Moreover, there is still another problem that, since the charge controlling circuit 40 is configured assuming that the dedicated secondary battery 20 is charged, if the dedicated secondary battery 20 is lost, the charge controlling circuit 40 does not operate normally in some cases and, as a result, a voltage required to normally operate the portable cellular phone 1 cannot be obtained even by the connection of the battery pack 30. Also, still another problem is that, since a voltage required for operating the charge controlling circuit 40 is 4V, it is necessary for the battery pack 30 to have at least three battery cells (each having a voltage of 1.5V) being connected in series, which thus causes a user to feel that the portable cellular phone 1 is heavy to carry. Furthermore, the conventional portable cellular phone presents another problem in that, when the battery pack 30 is connected to its multifunctional connector 12, other devices such as personal computers or a like cannot be connected to the multifunctional connector 12.
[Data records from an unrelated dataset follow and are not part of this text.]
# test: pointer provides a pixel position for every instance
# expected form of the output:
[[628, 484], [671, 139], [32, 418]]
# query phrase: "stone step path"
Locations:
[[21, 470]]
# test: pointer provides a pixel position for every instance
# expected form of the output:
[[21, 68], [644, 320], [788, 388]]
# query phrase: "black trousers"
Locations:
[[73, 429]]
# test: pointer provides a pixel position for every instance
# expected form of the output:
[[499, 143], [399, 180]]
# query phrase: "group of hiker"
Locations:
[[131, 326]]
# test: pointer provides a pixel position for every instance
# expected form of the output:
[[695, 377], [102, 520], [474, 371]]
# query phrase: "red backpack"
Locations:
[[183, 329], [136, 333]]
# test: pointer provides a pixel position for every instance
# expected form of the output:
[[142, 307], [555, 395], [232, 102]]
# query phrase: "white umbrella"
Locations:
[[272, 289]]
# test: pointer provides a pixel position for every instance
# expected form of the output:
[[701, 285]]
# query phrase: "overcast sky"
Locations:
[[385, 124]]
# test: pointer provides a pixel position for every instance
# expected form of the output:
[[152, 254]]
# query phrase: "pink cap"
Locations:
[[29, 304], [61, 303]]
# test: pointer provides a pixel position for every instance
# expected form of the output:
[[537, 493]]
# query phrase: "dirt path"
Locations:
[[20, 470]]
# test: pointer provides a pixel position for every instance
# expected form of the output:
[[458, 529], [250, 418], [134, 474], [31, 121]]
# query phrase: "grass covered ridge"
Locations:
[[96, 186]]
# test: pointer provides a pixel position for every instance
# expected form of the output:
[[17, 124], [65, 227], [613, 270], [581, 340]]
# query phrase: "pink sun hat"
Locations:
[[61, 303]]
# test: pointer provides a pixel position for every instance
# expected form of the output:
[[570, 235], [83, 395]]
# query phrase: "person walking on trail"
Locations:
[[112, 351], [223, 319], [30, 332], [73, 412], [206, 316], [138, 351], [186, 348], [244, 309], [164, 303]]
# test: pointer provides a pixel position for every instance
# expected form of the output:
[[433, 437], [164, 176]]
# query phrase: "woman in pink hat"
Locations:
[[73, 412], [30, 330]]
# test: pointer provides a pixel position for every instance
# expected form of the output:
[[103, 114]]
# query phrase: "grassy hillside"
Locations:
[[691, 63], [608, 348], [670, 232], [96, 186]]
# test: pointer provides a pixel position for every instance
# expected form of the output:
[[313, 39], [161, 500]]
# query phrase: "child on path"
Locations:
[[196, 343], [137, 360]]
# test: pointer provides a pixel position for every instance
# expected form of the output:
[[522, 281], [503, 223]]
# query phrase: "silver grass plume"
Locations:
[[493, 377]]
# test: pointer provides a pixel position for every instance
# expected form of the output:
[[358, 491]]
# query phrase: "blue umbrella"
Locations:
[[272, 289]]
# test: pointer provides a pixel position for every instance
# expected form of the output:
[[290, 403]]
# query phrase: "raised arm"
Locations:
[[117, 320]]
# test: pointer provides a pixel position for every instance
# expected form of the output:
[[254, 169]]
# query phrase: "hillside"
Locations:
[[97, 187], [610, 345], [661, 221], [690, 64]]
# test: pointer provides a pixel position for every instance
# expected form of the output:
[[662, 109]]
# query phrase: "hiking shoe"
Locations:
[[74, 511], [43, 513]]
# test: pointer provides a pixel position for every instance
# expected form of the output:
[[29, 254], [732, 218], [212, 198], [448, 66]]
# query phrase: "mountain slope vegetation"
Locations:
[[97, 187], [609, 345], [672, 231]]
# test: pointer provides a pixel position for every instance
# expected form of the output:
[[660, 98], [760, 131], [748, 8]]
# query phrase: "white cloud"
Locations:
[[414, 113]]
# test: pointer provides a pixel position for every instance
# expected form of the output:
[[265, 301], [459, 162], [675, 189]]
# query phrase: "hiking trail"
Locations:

To solve these problems, a method is thought to be available in which another dedicated secondary battery having the same function as that of the dedicated secondary battery 20 and being in a fully-charged state is carried as a backup cell. However, this method has a problem in that not only carrying the dedicated secondary battery is attended with risk of occurrence of a short circuit but also buying such the backup dedicated secondary battery is costly. Moreover, in this case, a user has to carry an AC adapter required to charge such the dedicated backup second battery. Also, since the portable cellular phone 1 is operated according to the TDMA communication method, a judgement as to whether a voltage of the dedicated secondary battery 20 has reached its final voltage is made based on a voltage value that has dropped when power consumption increases or decreases in a burst manner. As a result, in some cases, a message that the voltage has reached its final level even in a state where a discharging depth of the dedicated secondary battery 20 is shallow (that is, battery capacity is still residual somewhat) appears on a displaying section of the portable cellular phone 1, which presents another problem that battery capacity cannot be used to the fullest.